しかし、その平穏は思わぬ形で崩れてしまいます。
高木の訪問が呼び覚ましたトラウマ
ある日、高木が娘・花音を連れて、しおんが運営するピアノ教室を訪ねます。
その出来事が引き金となり、しおんの中で封じ込めていた小学生時代の記憶が一気に蘇ってしまいました。

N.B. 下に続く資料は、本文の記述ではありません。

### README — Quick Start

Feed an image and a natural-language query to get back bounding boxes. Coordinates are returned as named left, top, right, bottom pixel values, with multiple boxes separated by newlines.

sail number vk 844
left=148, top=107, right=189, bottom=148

再びピアノが弾けなくなり、精神的に追い詰められていくしおん。
そして彼女は、誰にも本心を打ち明けることができないまま、命を絶ってしまいます。
真犯人は誰なのか?
一連の連続殺人事件の犯人として浮かび上がったのは、瀬戸紫苑の婚約者・宇都見啓でした。
宇都見の動機は明確です。
それは、愛する婚約者を死に追い込んだ過去への復讐。
宇都見が手を下したとされる人物たち
宇都見は、しおんを追い詰めた関係者たちを次々と殺害していきます。
- 貧ちゃん:マンションから突き落とされて死亡
- ニコちゃん:道路上で突き飛ばされ事故死
- カンタロー:焼死
- 大谷先生:冷凍庫で死亡(いじめの黙認を知っていた可能性)
- ちょんまげ:ナイフを持っていたが、体格差で宇都見が制圧
いずれの犯行も、しおんの過去に直接・間接的に関わっていた人物ばかりでした。
なぜキング(高木)だけは殺さなかったのか
宇都見は高木の前で、
「貧ちゃんもニコちゃんもカンタローも先生もちょんまげも、全員俺が殺した。お前はいつまでも悪い子でいろ」
と言い残し、その場を去ります。
ここが、この物語の最も重要なポイントです。
宇都見の本当の狙い
宇都見は、瀬戸紫苑の追悼コンサートで、二人の思い出の曲「カノン」を最後まで弾き切ります。
彼はその後、高木に殺される覚悟だった可能性があります。
もし高木が宇都見を殺していれば、すべての罪と過去は白日の下に晒され、高木自身も一生消えない十字架を背負うことになる。
それこそが、宇都見なりの「裁き」だったのかもしれません。
残された謎と共犯者の存在
宇都見は6年1組の元生徒ではありません。
それにも関わらず、夢の話や替え歌、タイムカプセルの内容など、内部事情を知りすぎていました。
共犯者として考えられる人物
考察として浮かぶのは以下の人物です。
- 大谷先生:卒アルの黒塗りや過去の出来事を把握していた可能性
- トヨ:校外学習時の不審な行動から、情報提供者だった可能性
明確な答えは描かれていませんが、「誰かが宇都見に情報を渡していた」という余白が、物語にさらなる深みを与えています。
まとめ
『良いこと悪いこと』の真犯人は、瀬戸紫苑の婚約者・宇都見啓でした。
しかし、彼を単なる悪人として片付けることはできません。
物語が描いたのは、いじめが一人の人生だけでなく、周囲の人間の未来までも歪めてしまうという現実。
そして「良いこと」と「悪いこと」は、時に簡単に線引きできないという重たいテーマでした。
明確な答えを示さず、視聴者に考えさせる余韻こそが、この作品の最大の魅力なのかもしれません。